Двор и царствование Павла I. Портреты, воспоминания - Федор Головкин Страница 46
Двор и царствование Павла I. Портреты, воспоминания - Федор Головкин читать онлайн бесплатно
Из уважения к некоторым семействам я не буду приводить последствий помощи, оказываемой этим банком, хотя они вполне оправдывают мое возмущение, за которое императрица хотела меня наказать.
Это наводит меня на одно обстоятельство, бывшее причиною многих несчастий и событий, начала которых иначе не могут быть выяснены. Императрица по своему характеру не была зла, но желание иметь влияние заставило ее натворить в это царствование много бед. Будучи сама добродетельной и дорожа верностью своего мужа, она полагала, что лучшее средство привязать его к себе должно состоять в передаче ему, в интимности супружеской жизни, всяких верных и неверных сведений, сопровождаемых ее хорошими и дурными советами, которые ее подозрительный ум жадно подбирал. В эти минуты откровенности все средства были хороши; друзья и враги одинаково приносились в жертву и, теснимая вопросами по поводу разных событий, она не щадила никого. Ее приближенные предупредили меня об этом. Мне рекомендовали обратить внимание на дни, следующие за вечерами, когда императрица прощалась с императором словами: «Дорогой друг, я хотела бы поговорить с Вашим Величеством о многих вещах, если вы позволите». На другой день после такой фразы следовала всегда какая-нибудь немилость, малая или большая. Эта оригинальная фраза определяла комнату, где государь ляжет спать, и императрица бывала так уверена в своем деле, что она в этот день не торопилась заканчивать свою игру.

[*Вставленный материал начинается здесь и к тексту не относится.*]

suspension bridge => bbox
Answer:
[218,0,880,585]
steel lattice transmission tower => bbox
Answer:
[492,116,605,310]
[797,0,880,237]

Я еще сомневался в правдивости этого слуха, когда со мной произошел случай, убедивший меня в его достоверности. Это было в Гатчине. Императрица повелела мне принять участие в игре, и кроме меня еще графу Мусину-Пушкину и Нарышкину; между последними вышло какое-то недоразумение и они просили меня рассудить их, но я отказывался. Императрица присоединилась к ним, чтобы убедить меня. Я умолял ее избавить меня от этого, но она, наконец, приказала мне исполнить их просьбу. Я высказался за Мусина-Пушкина, хотя императрица видимо склонялась на сторону Нарышкина. Последний обиделся и не хотел подчиниться моему решению. Я объяснял ему, что ведь я не домогался решения спора и сделал это по Высочайшему повелению, что я привел мотивы моего мнения и считаю его правильным. На это императрица заметила мне недовольным тоном, что я не имею права противоречить лицу с высшим чином, чем мой собственный. Я почтительно замолчал, потупив взор. Но императрица начала снова насмешливым тоном: «Кому нечего возражать, тому полезно замолчать! Что вы на это можете ответить?» — «Что, я не знал, Ваше Величество, что существует отношение между чином и талантом!» Ужин временно прекратил игру. Император за столом разговаривал только со мною. Когда, после ужина, снова сели за игру, император подошел ко мне и положил мне руку на плечо. Когда же он затем собирался уйти в свои покои, императрица сказала ему свою знаменитую фразу, а на другой день, в восемь часов утра, пришли мне сказать от имени императора, что Его Величество не терпит в России якобинцев. С тех пор он со мною разговаривал только по делам департамента церемониальных дел.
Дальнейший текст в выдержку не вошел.